Service was ultimately restored after 57 hours, however internally Charter (Spectrum) does not recognize this since it overlapped two maintenance windows. Since the circuit was physically restored to a location that it was intentionally moved away from, we fully expect Charter (Spectrum) to make a second attempt at a maintenance window for another migration. Whether or not Charter (Spectrum) will be able to perform this task correctly remains to be seen.
Roller Network disagrees with Charter (Spectrum)’s position that “maintenance” is not responsible for failing to return a circuit to service, and we further assert that whether or not an outage is planned – in this case clearly poorly planned – performing maintenance is still an outage. The sole difference is contractual as to what refunds may be owed or whether or not such could be considered as default of contract.

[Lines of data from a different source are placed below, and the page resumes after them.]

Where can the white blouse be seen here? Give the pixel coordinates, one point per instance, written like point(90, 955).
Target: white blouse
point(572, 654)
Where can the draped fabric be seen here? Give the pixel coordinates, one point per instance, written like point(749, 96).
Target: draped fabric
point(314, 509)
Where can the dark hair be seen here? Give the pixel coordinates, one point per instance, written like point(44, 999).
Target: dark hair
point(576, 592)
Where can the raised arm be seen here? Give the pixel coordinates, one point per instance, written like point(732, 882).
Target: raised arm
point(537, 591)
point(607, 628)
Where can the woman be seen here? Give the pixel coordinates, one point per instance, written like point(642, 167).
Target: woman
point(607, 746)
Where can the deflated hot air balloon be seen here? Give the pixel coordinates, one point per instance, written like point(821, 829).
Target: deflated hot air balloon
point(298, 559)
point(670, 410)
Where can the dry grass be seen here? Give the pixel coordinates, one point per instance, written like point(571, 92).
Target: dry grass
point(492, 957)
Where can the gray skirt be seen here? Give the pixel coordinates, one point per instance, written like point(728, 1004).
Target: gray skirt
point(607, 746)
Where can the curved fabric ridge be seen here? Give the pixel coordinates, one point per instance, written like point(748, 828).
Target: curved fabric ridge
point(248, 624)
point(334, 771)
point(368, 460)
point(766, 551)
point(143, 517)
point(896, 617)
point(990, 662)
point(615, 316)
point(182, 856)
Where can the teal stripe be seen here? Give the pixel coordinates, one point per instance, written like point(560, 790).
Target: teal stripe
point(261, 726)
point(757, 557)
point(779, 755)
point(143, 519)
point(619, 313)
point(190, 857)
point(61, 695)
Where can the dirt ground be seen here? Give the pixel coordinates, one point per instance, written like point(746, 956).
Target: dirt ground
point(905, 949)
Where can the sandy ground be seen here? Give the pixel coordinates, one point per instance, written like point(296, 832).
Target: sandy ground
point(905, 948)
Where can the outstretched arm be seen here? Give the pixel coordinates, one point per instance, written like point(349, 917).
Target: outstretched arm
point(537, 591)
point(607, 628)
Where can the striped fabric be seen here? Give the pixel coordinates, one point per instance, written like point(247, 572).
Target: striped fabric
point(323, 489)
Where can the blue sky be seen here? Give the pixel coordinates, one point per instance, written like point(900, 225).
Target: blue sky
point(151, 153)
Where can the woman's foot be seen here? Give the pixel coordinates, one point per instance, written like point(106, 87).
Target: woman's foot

Our circuit went into loss of service state directly due to “maintenance” and was not returned to service, thus “maintenance” is the root cause. From a customer service perspective the ethical course of action would be to cancel any future maintenance and revert all changes performed for failing to complete such within its designated window, rare or not (it was argued that doing so is unnecessary because maintenance failing to successfully complete a task is a “rare” occurrence). Roller Network does not believe it is a customer’s responsibility to make sure “maintenance” performs their job(s) correctly.
Editorial Note: This incident highlights why working with a small business like Roller Network is better than a large company. At no time did our account manager (who was CC’d on all correspondence) offer to step in to help or escalate our case, nor did they follow up to see if our issue was being handled properly. Charter (Spectrum)’s maintenance group, the group one would expect to know exactly what they did to break our circuit, disregarded our issue as a problem for another group since it ceases to be their problem past 6AM even if they fail to restore it working condition by that time. At Roller Network, we do not pass blame between departments, and we always strive make sure our customer’s are in working order – it’s literally our job. Our business with Charter (Spectrum) was treated as unimportant and ultimately irrelevant.